1- ifconfig after booting up when pf isnt working

ifconfig

lagg0: flags=1008843<UP,BROADCAST,RUNNING,SIMPLEX,MULTICAST,LOWER_UP> metric 0 mtu 1500
        options=0
        ether 78:2b:46:ee:27:a3
        hwaddr 00:00:00:00:00:00
        inet 192.168.1.131 netmask 0xffffff00 broadcast 192.168.1.255
        laggproto failover lagghash l2,l3,l4
        laggport: wlan0 flags=0<>
        groups: lagg
        media: Ethernet autoselect
        status: active
        nd6 options=29<PERFORMNUD,IFDISABLED,AUTO_LINKLOCAL>

2- ifconfig with pf working

can you spot the difference

lagg0: flags=1008843<UP,BROADCAST,RUNNING,SIMPLEX,MULTICAST,LOWER_UP> metric 0 mtu 1500
        options=0
        ether 78:2b:46:ee:27:a3
        hwaddr 00:00:00:00:00:00
        inet 192.168.1.131 netmask 0xffffff00 broadcast 192.168.1.255
        laggproto failover lagghash l2,l3,l4
        laggport: wlan0 flags=0<>
        laggport: ue0 flags=5<MASTER,ACTIVE>
        groups: lagg
        media: Ethernet autoselect
        status: active
        nd6 options=29<PERFORMNUD,IFDISABLED,AUTO_LINKLOCAL>

the difference is this line in the second example

laggport: ue0 flags=5<MASTER,ACTIVE>

heres the fix

restart the lagg0 interface

doas service netif restart lagg0

then restart pf

doas service pf restart

after that both ping and netcat work

took a lot of detective work to figure out what the issue was and the fix

next step is to run the commands automatically rather than manually

have to look at SirDice's example
and do some reading up

Post in thread 'When is rc.local run?'

Apr 17, 2019

Your solution is going to be removed next time you run an update.

It's actually quite simple. And easier to maintain, just create a /usr/local/etc/rc.d/beep:

#!/bin/sh

# REQUIRE: NETWORKING sshd
# PROVIDE: beep

. /etc/rc.subr

name="beep"
rcvar="${name}_enable"
start_cmd="beep_start"

: ${beep_enable:="NO"}

load_rc_config $name

beep_start () {
        echo -e "\a"
}

run_rc_command "$1"

Make sure it's executable: chmod +x /usr/local/etc/rc.d/beep.

This will run when NETWORKING and sshd are done, you should have network access by that time. Enable it...

• SirDice

• 

 

[sko]

I suspect that usb-interface isn't ready when rc sets up the interfaces from rc.conf. TBH I wouldn't use anything USB-connected if it is critical for a system - USB is just way too unreliable and unpredictable.

That being said, for bridge interfaces there is the autobridge_interfaces option that will attach newly created interfaces to a bridge. I wonder if this could also be implemented for lagg interfaces...

 

[NapoleonWils0n]

none of my laptops have an ethernet port

so i have to use a usb ethernet adaptor

rc.d netif restart lagg0 and pf

Solved Thread 'rc.d netif restart lagg0 and pf'

Nov 27, 2024

im using a lagg failover device
with a usb ethernet adaptor

the issue is the lagg0 device doesnt pick up the ethernet device in ifconfig
( post at the bottom explains the problem in detail )
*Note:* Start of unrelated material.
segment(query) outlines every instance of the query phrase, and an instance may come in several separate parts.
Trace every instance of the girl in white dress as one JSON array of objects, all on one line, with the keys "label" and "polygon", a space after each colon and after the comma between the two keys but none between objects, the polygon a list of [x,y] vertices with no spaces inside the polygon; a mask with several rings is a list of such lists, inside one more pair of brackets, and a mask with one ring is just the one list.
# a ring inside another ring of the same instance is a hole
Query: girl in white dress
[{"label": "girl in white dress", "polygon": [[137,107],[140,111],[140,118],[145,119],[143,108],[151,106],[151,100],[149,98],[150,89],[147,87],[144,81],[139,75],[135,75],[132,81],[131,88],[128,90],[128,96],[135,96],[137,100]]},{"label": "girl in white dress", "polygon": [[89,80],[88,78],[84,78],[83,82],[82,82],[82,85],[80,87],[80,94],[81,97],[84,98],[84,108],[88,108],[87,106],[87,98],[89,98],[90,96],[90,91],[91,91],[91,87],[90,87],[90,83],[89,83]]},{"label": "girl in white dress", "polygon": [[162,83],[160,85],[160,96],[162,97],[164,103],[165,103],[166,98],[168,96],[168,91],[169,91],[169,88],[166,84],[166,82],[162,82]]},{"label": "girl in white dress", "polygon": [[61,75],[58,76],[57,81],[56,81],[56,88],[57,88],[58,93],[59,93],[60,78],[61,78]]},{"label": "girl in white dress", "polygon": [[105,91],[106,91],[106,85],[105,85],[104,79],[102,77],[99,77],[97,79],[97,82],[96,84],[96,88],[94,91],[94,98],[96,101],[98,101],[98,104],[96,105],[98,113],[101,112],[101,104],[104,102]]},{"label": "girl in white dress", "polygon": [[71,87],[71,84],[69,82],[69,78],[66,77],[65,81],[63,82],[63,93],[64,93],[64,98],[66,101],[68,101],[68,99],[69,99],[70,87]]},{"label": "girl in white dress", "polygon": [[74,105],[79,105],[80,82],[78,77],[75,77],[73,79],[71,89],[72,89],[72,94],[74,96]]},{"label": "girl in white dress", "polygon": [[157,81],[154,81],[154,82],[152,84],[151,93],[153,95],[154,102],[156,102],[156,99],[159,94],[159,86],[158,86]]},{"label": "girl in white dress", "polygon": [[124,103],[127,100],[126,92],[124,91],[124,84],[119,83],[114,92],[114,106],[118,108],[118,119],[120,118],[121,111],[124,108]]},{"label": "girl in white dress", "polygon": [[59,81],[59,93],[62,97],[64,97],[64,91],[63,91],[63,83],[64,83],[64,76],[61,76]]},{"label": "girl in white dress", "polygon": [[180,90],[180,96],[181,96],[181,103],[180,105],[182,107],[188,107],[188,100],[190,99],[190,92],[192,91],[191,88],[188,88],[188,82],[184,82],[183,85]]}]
it should have this line under lagg0 in ifconfig

laggport: ue0 flags=5<MASTER,ACTIVE>

but it doesnt, probably because its a usb to ethernet adaptor
so i have to manually run the following commands after login to get pf working

doas service netif restart lagg0
doas service pf restart

i have to use netif to restart lagg0 and then restart pf
if you just restart netif it clears the routes...

• NapoleonWils0n

 

[NapoleonWils0n]

fix on link above

 

[cy@]

Sadly, laptops no longer have ethernet ports. My wife's new Acer doesn't have one, neither does my employer's HP 840 G9, though there is one in the base station. My HP 840 G5 has one in the laptop and in the base station. Even business laptops are built cheaper by the year.

 

[NapoleonWils0n]

The last laptop i had with an ethernet port was a black macbook 2008

My Dell XPS 15 2019 i got doesnt have an ethernet port but it does have an hdmi port

i found that thunderbolt ports work for things like thunderbolt to ethernet dongles
but only if you boot up with them plugged in

and if you unplug the thunderbolt connection it crashes the system

 

[cy@]

My employer's HP 840 G9 and my G5 have a BIOS setting to allow the thunderbolt ports to be used as USB 3.0 ports. These are business laptops which have features not found on commodity laptops. It's certainly handy.

 

[sko]

A missing network interface is an absolute dealbreaker for me. When I work with a laptop, 90% of the time I *have* to have it hooked up to a wired network, especially because I often need to access multiple VLANs, so the oh-so-glorious wifi is at its absolute best a very inconvenient workaround. I can't even remember when I actually used the wifi on my laptop the last time...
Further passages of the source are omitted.